Lima Tahun Kemudian…
“Asher, lepaskan itu”, aku berteriak, berlari mengejar anakku yang berusia lima tahun yang penuh energi, “Tolong, sayang”, aku terengah-engah, mengejarnya keluar rumah dan ke halaman belakang yang luas - sekarang bagaimana aku akan menangkapnya? “Asher, tolong lepaskan gunting itu, itu bisa melukaimu”,
“Tidak lama lagi, mama”, dia berteriak dan berlari ke arah garis pohon, rasa takut menyelimuti diriku saat dia mencoba berlari ke hutan,
“Asher, jangan! Ada monster menyeramkan di sana”, menggunakan kecepatan serigalaku kali ini, aku berhasil menyusulnya dan menarik benda tajam itu dari tangannya. Aku menggendongnya dan meletakkannya di pinggulku sebelum menatap bola mata hijaunya yang terang, yang sangat mengingatkanku pada ayahnya, “Janji ya Asher, kamu tidak akan pernah masuk ke hutan itu sendirian”,
Matanya mulai berkilauan dan bibir bawahnya mulai gemetar - hebat, sekarang dia ingin menangis, “Aku janji mama, aku tidak akan masuk ke sana, tidak akan pernah”, dia memberikan ciuman basah di pipiku dan aku melakukan hal yang sama padanya.

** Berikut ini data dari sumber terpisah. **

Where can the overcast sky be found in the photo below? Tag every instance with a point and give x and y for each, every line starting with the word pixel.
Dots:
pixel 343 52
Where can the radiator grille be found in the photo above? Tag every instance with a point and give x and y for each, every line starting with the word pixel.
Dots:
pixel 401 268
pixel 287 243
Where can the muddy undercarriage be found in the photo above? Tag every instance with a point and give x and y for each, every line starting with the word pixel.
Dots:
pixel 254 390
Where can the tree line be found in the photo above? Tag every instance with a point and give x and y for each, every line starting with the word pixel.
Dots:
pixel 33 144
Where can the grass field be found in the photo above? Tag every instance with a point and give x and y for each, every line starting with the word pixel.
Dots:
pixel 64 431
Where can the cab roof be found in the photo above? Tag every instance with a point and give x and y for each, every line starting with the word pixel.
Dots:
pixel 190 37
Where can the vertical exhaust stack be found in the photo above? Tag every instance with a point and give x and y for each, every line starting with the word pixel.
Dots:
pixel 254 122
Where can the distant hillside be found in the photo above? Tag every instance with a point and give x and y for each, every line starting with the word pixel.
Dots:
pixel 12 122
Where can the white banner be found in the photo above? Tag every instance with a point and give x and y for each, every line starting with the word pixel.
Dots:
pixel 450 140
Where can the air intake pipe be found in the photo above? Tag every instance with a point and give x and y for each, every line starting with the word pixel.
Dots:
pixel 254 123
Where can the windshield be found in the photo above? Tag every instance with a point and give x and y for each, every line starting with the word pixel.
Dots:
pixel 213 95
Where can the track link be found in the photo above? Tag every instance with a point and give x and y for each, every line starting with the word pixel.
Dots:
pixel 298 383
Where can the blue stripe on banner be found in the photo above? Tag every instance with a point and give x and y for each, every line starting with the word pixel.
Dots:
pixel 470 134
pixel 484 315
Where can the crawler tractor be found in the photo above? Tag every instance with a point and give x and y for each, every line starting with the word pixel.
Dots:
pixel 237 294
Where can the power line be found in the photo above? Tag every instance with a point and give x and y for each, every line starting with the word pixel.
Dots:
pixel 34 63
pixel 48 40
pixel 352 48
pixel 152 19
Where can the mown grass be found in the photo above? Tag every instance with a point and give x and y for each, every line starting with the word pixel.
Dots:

“Aku percaya padamu”, aku tersenyum padanya dan mulai berjalan menjauh dari garis pohon, aku beberapa kali melihat ke belakang dengan waspada ke arah hutan - kenapa rasanya seperti aku sedang diawasi? Apakah aku hanya paranoid? Tidak ada yang bisa menyalahkanku karena merasa begitu mengingat ada banyak penampakan rogue selama beberapa bulan terakhir. Para rogue belum menyerang siapa pun tetapi tetap saja sulit untuk tetap tenang, hanya masalah waktu sebelum mereka melakukannya...
Aku mendorong pintu belakang terbuka dan masuk ke dalam, memastikan untuk menguncinya dengan rapat sebelum meletakkan Asher di lantai. Dia sangat berat untuk anak seusianya sehingga sebenarnya menyakitkan setiap kali aku harus menggendongnya dalam waktu lama - itu, bisa disalahkan pada darah Omega-ku yang lemah dan gen Alpha-nya yang kuat.
Saat aku sedang meletakkan gunting di lemari, aku mendengar pintu depan terbuka dan senyum segera menghiasi wajahku, “Dada!”, Asher berteriak saat dia berlari keluar dari dapur untuk menemui pria yang telah kucintai selama bertahun-tahun. Ya, aku tahu dia bukan ayah Asher dan dia juga tahu itu, tetapi ketika Asher memutuskan untuk menyebutnya sebagai ayahnya, kami memutuskan untuk tidak menghentikannya. Bagaimanapun, dia adalah satu-satunya sosok pria yang bisa mengisi peran itu dengan sempurna.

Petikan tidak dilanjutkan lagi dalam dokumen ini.